The glass sphere plummeted. Potter yelped and kicked off, flying to intercept it in a desperate, heroic dive. He caught it, inches from the ground, a feat of natural talent that earned gasps from the watching students.
Kaelen hadn't flinched. He had watched the ball fall, his mind calculating its arc and velocity. He knew Potter would catch it. The boy's entire identity was wrapped up in being the hero. It was his weakness.
As Potter landed, triumphant, a new voice cut through the air like a whip. "HARRY POTTER!"
Professor McGonagall was storming towards them, her face pale with fury. But as she got closer, her eyes weren't just on Potter. They were on Kaelen, who was still standing calmly by his broom, the only student who hadn't been swept up in the drama. She had seen the whole exchange. She had seen him verbally dissect Malfoy without raising his voice or breaking a single rule.
"You," she said, her voice tight, pointing a long finger not at Potter, but at Kaelen. "And you, Potter. My office. Now."
The walk to the castle was silent and fraught with tension. Potter looked terrified, convinced he was about to be expelled. Kaelen was merely processing. McGonagall's reaction was disproportionate. This was about more than a misbehaving student.

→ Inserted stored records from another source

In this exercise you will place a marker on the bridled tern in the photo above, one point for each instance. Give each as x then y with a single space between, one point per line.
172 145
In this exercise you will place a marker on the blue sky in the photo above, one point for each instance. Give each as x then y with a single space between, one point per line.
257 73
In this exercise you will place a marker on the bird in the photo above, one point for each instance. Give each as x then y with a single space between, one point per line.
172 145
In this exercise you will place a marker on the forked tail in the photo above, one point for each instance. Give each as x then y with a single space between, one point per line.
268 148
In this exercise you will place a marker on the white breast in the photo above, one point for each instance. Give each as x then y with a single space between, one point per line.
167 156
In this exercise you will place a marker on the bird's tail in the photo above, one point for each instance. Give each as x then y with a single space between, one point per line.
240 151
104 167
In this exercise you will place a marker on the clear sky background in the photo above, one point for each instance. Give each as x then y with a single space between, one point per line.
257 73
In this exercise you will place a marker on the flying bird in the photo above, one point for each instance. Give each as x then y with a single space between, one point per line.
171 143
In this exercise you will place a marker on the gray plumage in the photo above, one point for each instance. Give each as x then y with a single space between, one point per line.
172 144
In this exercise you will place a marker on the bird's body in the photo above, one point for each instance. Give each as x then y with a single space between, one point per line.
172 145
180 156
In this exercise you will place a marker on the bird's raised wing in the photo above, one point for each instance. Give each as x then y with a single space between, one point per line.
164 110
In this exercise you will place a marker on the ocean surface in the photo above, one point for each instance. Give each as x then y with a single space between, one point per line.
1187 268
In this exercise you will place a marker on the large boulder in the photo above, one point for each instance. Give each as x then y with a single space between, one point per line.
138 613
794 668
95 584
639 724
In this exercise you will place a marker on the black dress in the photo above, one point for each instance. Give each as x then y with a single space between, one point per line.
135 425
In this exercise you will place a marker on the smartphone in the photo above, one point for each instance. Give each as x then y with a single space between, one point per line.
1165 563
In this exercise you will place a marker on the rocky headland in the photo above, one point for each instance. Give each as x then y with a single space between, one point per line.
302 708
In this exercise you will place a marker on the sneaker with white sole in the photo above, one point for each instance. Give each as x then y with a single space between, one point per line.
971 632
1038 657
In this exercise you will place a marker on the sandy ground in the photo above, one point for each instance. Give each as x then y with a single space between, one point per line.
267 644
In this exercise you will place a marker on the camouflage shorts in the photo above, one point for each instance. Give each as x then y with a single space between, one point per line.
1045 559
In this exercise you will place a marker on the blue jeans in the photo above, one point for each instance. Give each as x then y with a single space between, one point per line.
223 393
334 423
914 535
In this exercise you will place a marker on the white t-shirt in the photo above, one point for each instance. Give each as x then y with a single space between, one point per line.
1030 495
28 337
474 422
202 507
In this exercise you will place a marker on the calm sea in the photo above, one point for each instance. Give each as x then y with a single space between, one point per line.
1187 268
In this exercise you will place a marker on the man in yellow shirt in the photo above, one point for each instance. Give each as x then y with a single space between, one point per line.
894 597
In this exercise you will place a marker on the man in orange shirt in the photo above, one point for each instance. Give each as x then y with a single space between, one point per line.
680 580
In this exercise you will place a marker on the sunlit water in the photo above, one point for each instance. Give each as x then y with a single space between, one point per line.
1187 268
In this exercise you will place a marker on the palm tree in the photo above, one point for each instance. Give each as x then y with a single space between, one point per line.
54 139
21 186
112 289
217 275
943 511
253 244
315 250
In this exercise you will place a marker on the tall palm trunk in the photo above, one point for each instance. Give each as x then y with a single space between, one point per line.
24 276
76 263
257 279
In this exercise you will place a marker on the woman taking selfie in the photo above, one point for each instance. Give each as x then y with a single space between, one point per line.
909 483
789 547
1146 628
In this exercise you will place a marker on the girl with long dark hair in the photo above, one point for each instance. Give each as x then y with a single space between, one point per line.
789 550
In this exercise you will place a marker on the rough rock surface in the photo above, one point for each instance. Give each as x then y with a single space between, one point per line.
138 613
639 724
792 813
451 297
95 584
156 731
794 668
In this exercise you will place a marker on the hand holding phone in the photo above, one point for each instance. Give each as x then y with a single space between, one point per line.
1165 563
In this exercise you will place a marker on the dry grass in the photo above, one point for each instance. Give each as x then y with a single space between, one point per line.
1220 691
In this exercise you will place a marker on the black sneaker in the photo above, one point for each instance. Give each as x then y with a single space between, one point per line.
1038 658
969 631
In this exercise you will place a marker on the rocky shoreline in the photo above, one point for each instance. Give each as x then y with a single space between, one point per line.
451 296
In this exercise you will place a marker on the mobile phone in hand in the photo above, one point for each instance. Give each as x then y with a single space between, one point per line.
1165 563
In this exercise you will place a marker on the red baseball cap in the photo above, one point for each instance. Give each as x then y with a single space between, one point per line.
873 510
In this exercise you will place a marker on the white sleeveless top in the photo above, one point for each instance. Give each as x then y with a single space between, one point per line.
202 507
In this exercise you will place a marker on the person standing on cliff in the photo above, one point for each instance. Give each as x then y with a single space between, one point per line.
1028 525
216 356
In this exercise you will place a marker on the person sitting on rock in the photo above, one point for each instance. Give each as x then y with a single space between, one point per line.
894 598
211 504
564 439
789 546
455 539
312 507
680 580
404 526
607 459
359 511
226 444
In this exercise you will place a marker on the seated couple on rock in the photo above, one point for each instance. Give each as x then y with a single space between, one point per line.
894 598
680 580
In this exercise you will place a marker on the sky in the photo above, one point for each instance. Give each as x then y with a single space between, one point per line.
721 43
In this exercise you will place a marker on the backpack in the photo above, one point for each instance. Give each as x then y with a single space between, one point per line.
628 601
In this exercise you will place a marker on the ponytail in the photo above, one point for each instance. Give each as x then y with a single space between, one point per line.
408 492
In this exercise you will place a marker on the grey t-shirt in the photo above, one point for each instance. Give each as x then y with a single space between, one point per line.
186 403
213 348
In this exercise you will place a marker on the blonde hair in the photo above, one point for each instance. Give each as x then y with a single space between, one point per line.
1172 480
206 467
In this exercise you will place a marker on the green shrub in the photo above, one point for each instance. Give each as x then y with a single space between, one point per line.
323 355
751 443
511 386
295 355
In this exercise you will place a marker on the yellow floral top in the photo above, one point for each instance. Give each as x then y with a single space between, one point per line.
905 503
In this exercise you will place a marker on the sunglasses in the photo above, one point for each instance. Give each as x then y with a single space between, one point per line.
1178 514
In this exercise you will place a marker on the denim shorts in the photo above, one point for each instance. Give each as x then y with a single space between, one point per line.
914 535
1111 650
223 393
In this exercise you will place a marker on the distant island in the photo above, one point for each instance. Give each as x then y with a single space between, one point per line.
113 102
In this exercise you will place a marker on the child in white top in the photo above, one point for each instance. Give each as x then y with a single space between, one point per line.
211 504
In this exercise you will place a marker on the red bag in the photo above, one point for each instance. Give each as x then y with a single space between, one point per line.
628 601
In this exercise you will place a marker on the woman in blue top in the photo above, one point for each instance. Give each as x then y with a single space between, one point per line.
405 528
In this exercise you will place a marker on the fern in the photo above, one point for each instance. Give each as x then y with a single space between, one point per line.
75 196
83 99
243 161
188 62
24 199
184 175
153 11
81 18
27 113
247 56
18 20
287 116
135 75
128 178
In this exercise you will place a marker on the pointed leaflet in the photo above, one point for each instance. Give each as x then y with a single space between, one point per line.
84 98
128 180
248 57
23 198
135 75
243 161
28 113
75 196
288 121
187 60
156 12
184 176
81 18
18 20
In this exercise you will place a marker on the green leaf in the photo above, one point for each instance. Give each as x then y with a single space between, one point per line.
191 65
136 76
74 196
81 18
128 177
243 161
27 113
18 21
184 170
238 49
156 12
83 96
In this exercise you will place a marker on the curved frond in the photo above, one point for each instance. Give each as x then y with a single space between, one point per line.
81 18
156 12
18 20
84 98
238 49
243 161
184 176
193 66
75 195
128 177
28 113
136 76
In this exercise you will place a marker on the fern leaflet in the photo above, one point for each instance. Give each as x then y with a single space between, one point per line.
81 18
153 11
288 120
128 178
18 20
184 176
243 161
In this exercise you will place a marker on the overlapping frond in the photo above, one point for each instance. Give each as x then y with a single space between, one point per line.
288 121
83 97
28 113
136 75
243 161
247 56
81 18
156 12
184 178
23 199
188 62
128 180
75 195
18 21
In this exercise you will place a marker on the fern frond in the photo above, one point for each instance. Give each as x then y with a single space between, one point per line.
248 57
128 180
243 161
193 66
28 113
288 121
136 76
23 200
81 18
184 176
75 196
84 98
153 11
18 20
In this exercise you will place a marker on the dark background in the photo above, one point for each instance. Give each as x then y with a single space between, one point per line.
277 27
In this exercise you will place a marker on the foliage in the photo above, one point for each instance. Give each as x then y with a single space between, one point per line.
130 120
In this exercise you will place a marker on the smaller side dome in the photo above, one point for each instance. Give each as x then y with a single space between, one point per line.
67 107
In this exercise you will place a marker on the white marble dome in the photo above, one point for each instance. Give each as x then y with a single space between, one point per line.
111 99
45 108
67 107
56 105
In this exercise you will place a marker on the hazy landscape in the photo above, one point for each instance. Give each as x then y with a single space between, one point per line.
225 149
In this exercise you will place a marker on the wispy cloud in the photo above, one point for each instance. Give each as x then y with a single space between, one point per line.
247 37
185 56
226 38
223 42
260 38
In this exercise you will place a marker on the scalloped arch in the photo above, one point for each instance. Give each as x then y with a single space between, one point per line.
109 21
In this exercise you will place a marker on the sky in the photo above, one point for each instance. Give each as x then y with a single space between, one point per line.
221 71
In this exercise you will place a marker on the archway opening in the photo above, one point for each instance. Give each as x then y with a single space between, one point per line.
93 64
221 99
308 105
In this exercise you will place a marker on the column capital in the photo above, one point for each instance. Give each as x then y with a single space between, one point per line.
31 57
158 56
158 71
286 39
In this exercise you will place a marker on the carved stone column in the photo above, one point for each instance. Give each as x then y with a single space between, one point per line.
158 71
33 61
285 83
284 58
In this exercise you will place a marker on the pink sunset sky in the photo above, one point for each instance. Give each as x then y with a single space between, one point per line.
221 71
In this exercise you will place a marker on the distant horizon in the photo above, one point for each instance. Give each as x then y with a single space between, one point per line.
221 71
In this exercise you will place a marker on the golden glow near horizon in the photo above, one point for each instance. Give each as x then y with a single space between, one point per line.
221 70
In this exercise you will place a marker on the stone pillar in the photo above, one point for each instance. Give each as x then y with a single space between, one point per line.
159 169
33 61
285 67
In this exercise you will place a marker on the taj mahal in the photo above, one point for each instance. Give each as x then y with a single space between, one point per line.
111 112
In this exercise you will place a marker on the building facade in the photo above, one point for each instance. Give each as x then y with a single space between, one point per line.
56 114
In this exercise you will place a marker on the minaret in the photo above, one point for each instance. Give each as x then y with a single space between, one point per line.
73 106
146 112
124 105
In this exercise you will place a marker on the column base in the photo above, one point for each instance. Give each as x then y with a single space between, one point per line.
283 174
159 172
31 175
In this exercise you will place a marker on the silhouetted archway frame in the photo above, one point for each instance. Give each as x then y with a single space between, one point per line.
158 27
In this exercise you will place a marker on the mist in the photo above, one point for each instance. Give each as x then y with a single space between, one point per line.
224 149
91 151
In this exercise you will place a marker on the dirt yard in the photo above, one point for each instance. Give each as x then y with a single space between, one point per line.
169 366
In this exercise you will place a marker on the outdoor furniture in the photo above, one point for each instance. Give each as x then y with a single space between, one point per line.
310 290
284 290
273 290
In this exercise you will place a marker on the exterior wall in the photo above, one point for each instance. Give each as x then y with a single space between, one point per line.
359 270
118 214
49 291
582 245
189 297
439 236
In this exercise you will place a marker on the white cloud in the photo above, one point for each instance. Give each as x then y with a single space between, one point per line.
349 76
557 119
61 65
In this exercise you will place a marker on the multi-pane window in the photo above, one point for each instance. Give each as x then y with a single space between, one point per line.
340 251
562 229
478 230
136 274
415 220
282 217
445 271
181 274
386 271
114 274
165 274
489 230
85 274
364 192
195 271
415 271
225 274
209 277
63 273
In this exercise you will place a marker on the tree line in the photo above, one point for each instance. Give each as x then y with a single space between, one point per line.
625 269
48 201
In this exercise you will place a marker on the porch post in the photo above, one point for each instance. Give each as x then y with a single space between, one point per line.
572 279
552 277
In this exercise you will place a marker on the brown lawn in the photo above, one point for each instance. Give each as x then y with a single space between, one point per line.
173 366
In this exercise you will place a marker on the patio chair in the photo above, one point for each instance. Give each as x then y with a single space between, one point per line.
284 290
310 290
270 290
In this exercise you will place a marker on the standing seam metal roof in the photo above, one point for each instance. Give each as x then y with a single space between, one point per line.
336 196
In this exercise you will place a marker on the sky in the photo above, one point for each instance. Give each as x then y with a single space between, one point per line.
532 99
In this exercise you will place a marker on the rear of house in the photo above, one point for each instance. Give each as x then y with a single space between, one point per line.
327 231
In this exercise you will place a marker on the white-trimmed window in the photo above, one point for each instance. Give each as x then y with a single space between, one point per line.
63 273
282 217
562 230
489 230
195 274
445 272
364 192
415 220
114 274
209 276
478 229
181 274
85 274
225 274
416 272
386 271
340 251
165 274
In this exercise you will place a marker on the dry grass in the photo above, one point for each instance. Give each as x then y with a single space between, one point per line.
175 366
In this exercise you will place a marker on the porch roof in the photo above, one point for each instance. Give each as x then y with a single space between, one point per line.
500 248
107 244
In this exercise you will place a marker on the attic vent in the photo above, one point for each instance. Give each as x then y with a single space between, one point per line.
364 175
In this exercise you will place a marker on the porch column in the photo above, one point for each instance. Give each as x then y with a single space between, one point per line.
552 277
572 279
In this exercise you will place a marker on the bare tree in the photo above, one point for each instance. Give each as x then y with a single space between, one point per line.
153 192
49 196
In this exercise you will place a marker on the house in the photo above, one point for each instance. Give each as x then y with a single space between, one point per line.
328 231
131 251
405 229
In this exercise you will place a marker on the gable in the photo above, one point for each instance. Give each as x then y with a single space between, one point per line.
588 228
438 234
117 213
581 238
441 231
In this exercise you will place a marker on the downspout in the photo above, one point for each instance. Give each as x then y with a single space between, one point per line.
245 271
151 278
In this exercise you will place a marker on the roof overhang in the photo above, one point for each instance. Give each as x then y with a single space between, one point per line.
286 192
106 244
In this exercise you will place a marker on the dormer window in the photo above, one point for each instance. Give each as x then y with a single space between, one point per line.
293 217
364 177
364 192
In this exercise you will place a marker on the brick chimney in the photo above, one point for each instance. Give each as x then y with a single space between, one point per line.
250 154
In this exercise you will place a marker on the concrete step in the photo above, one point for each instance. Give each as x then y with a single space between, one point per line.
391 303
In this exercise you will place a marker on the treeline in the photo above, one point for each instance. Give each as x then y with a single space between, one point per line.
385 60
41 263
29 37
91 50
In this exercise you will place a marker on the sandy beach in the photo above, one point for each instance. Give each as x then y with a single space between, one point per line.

They were led not to McGonagall's office, but to an empty classroom. She bid them wait and swept out, leaving the two boys alone.
"We're in for it," Potter muttered, pacing nervously. "I'm going to be expelled."
"Unlikely," Kaelen said, leaning against a desk. "Expulsion is reserved for major infractions that endanger the school. You were goaded into a minor act of insubordination. The most logical outcome is detention and the loss of house points."
Potter stopped pacing and stared at him. "You don't sound very worried."
"Worry is an inefficient use of mental energy," Kaelen replied. "It does not alter the outcome."
Before Potter could respond, the door opened. McGonagall returned, but she was not alone. Behind her, his sallow face set in its usual sneer, was Professor Snape.
And he was looking directly at Kaelen.
"Stay here, Potter," McGonagall commanded. She then turned to Snape. "Severus. A word. About your first-year."
She led Snape just outside the classroom door, leaving it slightly ajar. Potter was too wrapped up in his own fear to notice, but Kaelen's hearing was sharp. He remained perfectly still, listening.
"What is it, Minerva?" Snape's voice was a low drawl. "Has he been turning the Gryffindors into newts? I might have to award him points for that."
"This is not a laughing matter, Severus," McGonagall's voice was hushed but urgent. "It's his control. His influence. He just dismantled Draco Malfoy with nothing but a few sentences. He didn't break a single rule, but he commanded the entire situation. The other students are already beginning to orbit him."
There was a pause.
"And?" Snape asked. "He is a Slytherin. Cunning and leadership are traits we value."
"It's more than that," McGonagall insisted. "It's… cold. Dumbledore felt it during the Sorting. He warned me to watch the boy. He said there is a wall in his mind unlike anything he has ever encountered. And just now, on the lawn… it was like watching a wolf pretending to be a shepherd's dog."
A longer silence followed. When Snape finally spoke, his voice had lost its mocking tone. It was flat, and laced with a chilling seriousness Kaelen had not heard before.
"I know," Snape said softly. "I have felt it too. The boy is not just a gifted student. He is a fortress. And I have a very, very bad feeling about what he is hiding inside it."